Published:Wednesday | January 25, 2012 | 12:00 AM

BUCHAREST (AP):

Romania's prime minister yesterday used a national holiday to call for unity as thousands of protesters angry at the government's failure to reverse falling living standards turned their ire towards state media.

Emil Boc addressed Parliament in a special session on the country's Day of Unity, urging Romanians to work together to overcome economic hardship. The government has been battling to contain 12 days of demonstrations fuelled by frustration pent up since the country's troubled transition to democracy after its 1989 revolution.

In his first public remarks about the protests, President Traian Basescu accused opposition figures and the press of indulging in what he called "the joy of destruction", and of undermining and ignoring his government's achievements.

"They want the resignation of the president, the resignation of the government, the resignation of Parliament, that's to say a Romania that is not governed," he said.

Some 5,000 people jeered the government in the northeast city of Iasi, calling for early elections.

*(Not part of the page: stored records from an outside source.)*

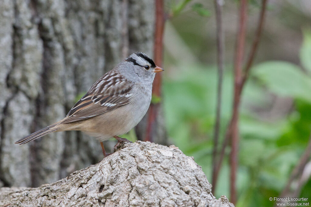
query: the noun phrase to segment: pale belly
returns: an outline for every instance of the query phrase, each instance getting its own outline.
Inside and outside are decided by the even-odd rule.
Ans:
[[[112,111],[80,121],[78,126],[75,127],[77,129],[75,130],[95,137],[100,141],[127,133],[137,125],[147,112],[151,98],[146,99],[146,101],[140,105],[129,104]]]

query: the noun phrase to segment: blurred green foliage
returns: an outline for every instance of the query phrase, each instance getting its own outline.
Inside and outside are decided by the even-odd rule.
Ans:
[[[301,66],[273,61],[252,69],[240,107],[236,206],[273,206],[269,198],[280,195],[306,148],[311,130],[311,32],[305,29],[304,34]],[[210,181],[217,69],[197,63],[182,63],[177,68],[178,73],[164,80],[162,101],[168,134],[175,145],[194,157]],[[227,65],[224,74],[221,137],[231,116],[232,68]],[[277,99],[289,103],[289,110],[275,115],[272,108]],[[229,170],[225,160],[216,197],[230,194]],[[299,197],[311,198],[311,181]]]

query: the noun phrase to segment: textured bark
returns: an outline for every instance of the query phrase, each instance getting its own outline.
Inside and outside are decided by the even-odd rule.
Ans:
[[[138,141],[51,184],[0,188],[0,206],[234,206],[211,187],[193,157]]]
[[[124,41],[152,55],[153,2],[129,0],[126,18],[120,1],[1,2],[0,187],[36,187],[98,162],[100,145],[76,132],[14,142],[64,117],[122,60]]]

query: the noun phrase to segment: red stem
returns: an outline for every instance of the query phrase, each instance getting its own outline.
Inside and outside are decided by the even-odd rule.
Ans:
[[[259,41],[260,39],[260,37],[261,36],[261,34],[262,33],[262,31],[265,14],[266,13],[266,8],[267,7],[267,2],[268,0],[262,0],[261,10],[260,11],[260,14],[259,15],[259,19],[258,20],[258,26],[256,30],[255,39],[253,41],[253,45],[249,53],[249,56],[248,56],[248,58],[246,63],[246,66],[245,67],[245,69],[244,70],[245,73],[243,77],[243,80],[242,81],[242,86],[241,88],[242,88],[244,84],[245,83],[245,81],[248,78],[249,71],[250,70],[252,65],[253,65],[254,57],[255,57],[255,55],[256,54],[256,52],[257,51],[258,44],[259,43]]]
[[[241,0],[235,50],[235,56],[234,58],[234,96],[232,117],[231,153],[230,156],[230,164],[231,166],[230,197],[231,201],[234,204],[236,203],[237,200],[236,182],[236,172],[238,169],[238,154],[239,139],[238,125],[239,112],[240,100],[240,92],[241,90],[242,81],[242,65],[245,44],[246,19],[247,17],[247,0]]]
[[[221,94],[223,82],[223,72],[224,70],[224,55],[225,51],[225,37],[222,27],[222,0],[215,0],[215,10],[216,11],[216,31],[217,45],[217,63],[218,65],[218,85],[217,88],[217,103],[216,105],[216,116],[214,132],[214,146],[213,151],[212,162],[213,164],[212,193],[214,194],[216,186],[217,178],[216,159],[218,154],[218,142],[220,127],[220,110],[221,108]]]
[[[164,0],[156,1],[156,25],[154,47],[154,60],[158,66],[162,66],[163,57],[163,34],[165,23]],[[162,74],[160,73],[156,76],[152,86],[152,95],[160,97]],[[150,105],[148,112],[148,123],[145,141],[152,142],[152,129],[155,126],[159,111],[160,103]]]
[[[245,68],[245,73],[244,76],[243,76],[242,80],[242,83],[240,86],[240,88],[239,89],[239,96],[241,96],[241,93],[243,90],[243,89],[244,86],[244,84],[247,80],[247,79],[248,78],[248,74],[252,64],[253,59],[255,57],[256,52],[258,49],[258,46],[259,43],[259,40],[260,40],[260,37],[263,28],[263,22],[264,20],[264,17],[265,16],[265,11],[266,11],[266,8],[267,2],[267,0],[263,0],[262,2],[261,10],[260,14],[258,23],[258,26],[256,30],[255,38],[253,42],[252,47],[251,49],[251,52],[250,53],[250,55],[249,56],[247,63],[246,64],[246,66]],[[235,87],[236,85],[235,82],[234,85],[235,89],[236,89],[236,87]],[[237,89],[238,89],[238,88],[237,88]],[[235,98],[235,101],[236,102],[237,101],[237,97],[236,96],[237,96],[237,94],[235,94],[235,93],[234,96]],[[239,97],[239,99],[240,98]],[[236,106],[236,103],[235,103],[235,104],[236,106],[234,107],[236,107],[237,106]],[[236,135],[237,134],[238,135],[238,131],[237,131],[236,130],[234,132],[233,130],[233,124],[234,122],[236,122],[235,124],[236,124],[236,125],[234,126],[234,127],[236,128],[236,129],[237,128],[237,121],[238,120],[236,119],[236,117],[237,116],[236,113],[237,112],[238,112],[238,111],[237,111],[236,110],[235,111],[234,110],[232,116],[231,117],[231,120],[230,120],[229,124],[228,125],[225,139],[222,143],[221,150],[220,151],[220,154],[219,155],[219,158],[216,165],[216,169],[215,170],[215,177],[213,177],[213,180],[215,179],[215,181],[214,185],[213,185],[213,186],[214,187],[214,190],[215,190],[215,187],[216,186],[217,179],[221,168],[222,161],[223,160],[223,158],[225,156],[225,149],[229,142],[229,140],[230,140],[230,138],[232,138],[233,133],[235,133]],[[235,115],[234,115],[235,113]]]
[[[308,160],[311,155],[311,133],[309,138],[309,143],[303,155],[300,157],[299,162],[293,170],[290,176],[284,190],[280,196],[280,198],[288,197],[290,191],[290,187],[295,178],[301,176],[303,169],[308,163]]]

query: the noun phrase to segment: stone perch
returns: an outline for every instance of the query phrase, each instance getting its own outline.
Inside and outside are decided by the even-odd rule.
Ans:
[[[0,188],[0,206],[234,206],[211,187],[178,148],[137,141],[55,182]]]

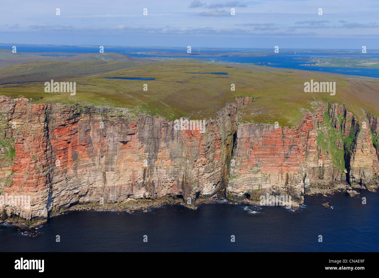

Thousands also massed outside the government in the capital Bucharest to rally against harsh austerity measures, and marched to the headquarters of the public television station, which they accused of having a pro-government bias.

"We have had enough of the government," said Teodor Ciodariu, a 58-year-old retired interior ministry officer. "The news they (Romanian public television) broadcast does not reflect reality."

Protesters then marched downtown to University Square, which has been a focal point for protests since the anti-communist uprising against the late dictator Nicolae Ceausescu.